At sunrise and sunset, the double layered skin comes further alive with a subtle colour lighting scheme. The lighting is placed between the two layers to avoid any disturbance to the surroundings or interference with air traffic and as such illuminates mainly the coloured inner layer.

In the design for the new complex, spatial organisation is the main device used to create a relaxed and intuitive sense of orientation when entering, using and exiting the building. The location and design of the main architectural elements – entrances, vertical and horizontal circulation and feature gardens – also play an important role in the way-finding strategy.
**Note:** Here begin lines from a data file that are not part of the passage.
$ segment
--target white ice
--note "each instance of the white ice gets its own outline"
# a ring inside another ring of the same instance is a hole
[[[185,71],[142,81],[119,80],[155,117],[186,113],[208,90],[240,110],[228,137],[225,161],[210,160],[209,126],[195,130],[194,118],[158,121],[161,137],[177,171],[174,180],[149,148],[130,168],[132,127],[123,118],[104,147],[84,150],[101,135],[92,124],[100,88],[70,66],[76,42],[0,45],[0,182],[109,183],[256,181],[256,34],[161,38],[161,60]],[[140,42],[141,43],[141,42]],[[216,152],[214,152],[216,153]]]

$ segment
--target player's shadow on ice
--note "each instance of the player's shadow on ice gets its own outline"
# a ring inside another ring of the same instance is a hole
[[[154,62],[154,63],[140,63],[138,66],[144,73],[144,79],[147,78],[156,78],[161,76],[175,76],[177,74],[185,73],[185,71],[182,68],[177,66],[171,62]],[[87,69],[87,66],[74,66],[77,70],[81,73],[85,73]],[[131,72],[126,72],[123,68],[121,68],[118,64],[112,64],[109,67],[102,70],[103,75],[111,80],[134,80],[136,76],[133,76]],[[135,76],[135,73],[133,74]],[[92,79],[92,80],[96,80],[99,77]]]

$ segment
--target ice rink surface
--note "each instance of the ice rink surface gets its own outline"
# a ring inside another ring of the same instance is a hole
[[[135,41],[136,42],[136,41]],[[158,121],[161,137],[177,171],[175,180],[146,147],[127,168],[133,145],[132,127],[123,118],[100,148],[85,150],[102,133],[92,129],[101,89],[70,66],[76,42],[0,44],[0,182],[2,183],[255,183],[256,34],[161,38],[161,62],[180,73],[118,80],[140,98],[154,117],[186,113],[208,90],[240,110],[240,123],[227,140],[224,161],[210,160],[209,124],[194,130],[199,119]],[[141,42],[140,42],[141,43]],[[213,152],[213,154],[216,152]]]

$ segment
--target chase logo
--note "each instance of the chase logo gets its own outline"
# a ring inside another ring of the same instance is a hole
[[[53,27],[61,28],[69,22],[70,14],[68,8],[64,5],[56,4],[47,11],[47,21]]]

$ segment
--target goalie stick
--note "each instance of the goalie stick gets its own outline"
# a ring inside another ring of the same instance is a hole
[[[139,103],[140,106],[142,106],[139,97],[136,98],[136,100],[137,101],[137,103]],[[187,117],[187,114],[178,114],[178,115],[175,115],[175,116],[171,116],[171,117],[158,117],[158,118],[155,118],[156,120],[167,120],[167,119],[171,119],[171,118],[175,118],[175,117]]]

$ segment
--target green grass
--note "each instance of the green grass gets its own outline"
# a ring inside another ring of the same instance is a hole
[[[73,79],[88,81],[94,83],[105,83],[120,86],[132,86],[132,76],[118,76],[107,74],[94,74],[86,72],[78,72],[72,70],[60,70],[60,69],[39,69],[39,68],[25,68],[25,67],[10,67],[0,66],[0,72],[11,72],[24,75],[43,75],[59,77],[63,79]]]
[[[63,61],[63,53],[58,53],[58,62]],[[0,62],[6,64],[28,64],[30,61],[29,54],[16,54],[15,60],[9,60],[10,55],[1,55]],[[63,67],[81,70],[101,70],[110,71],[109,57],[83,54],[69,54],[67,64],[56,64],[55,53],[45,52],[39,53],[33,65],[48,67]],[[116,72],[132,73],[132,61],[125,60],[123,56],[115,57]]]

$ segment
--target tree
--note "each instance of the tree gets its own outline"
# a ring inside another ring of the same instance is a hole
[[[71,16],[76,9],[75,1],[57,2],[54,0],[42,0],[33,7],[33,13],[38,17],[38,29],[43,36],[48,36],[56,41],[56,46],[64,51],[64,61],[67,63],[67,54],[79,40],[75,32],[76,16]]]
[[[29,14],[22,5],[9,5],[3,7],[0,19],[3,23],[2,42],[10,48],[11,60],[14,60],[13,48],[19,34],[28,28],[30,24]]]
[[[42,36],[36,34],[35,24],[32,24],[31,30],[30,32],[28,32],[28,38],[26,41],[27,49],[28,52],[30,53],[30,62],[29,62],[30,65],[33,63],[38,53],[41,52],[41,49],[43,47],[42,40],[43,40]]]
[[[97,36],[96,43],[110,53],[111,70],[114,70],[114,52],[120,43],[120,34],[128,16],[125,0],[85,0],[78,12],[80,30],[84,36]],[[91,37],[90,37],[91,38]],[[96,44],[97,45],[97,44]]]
The connections to Terminal 2 and Terminal 3 are made through bridges that connect tangentially to the new building, which is shaped in such a way as to integrate the existing Skytrain bridges. From all terminals, the shape of the new building guides the visitors towards its entrances. Upon entering the building the visitor has a clear overview of the organisation of the building, identifying at one glance the eventual exit and final destination across the building, the circulation arrangements through the escalator voids, and the essence of the building by instantly experiencing the gardens, which are repeated at the end of the escalators on each level.

Integrated gardens
UNStudio’s design for the new complex seeks to extend its programme beyond a high-quality shopping and dining experience within convenient aviation facilities. Its ambition is to embody and represent the natural richness of Singapore by including an abundance of garden scapes that are integrated as refreshing spaces for rest, play, reflection and enjoyment. The emphasis on the gardens is not merely green packaging to a functional building, but an integral part of its organisation and logic. The gardens form not only an aesthetical addition to the spaces but are a guiding factor, benefiting and upgrading all other components and uses and creating a unified attraction across all levels, the interior and the exterior.
The visitor will be able to eat, relax, stroll, and shop in the gardens. These gardens cascade along the exterior of the North and South façades and extend towards the interior galleries and corridors. At each level the gardens become a reference point at the extremes of the corridors but are also a device for improving the comfort of the visitors by providing shading and filtering the air. Additionally, a series of external gardens around and on top of the building, and on its facade, further integrates the building into its surroundings.
With the garden concept, nature becomes the ubiquitous theme of the building, as it is in Singapore. The new complex is a high-performance building targeting low consumption energy levels and high standards of comfort.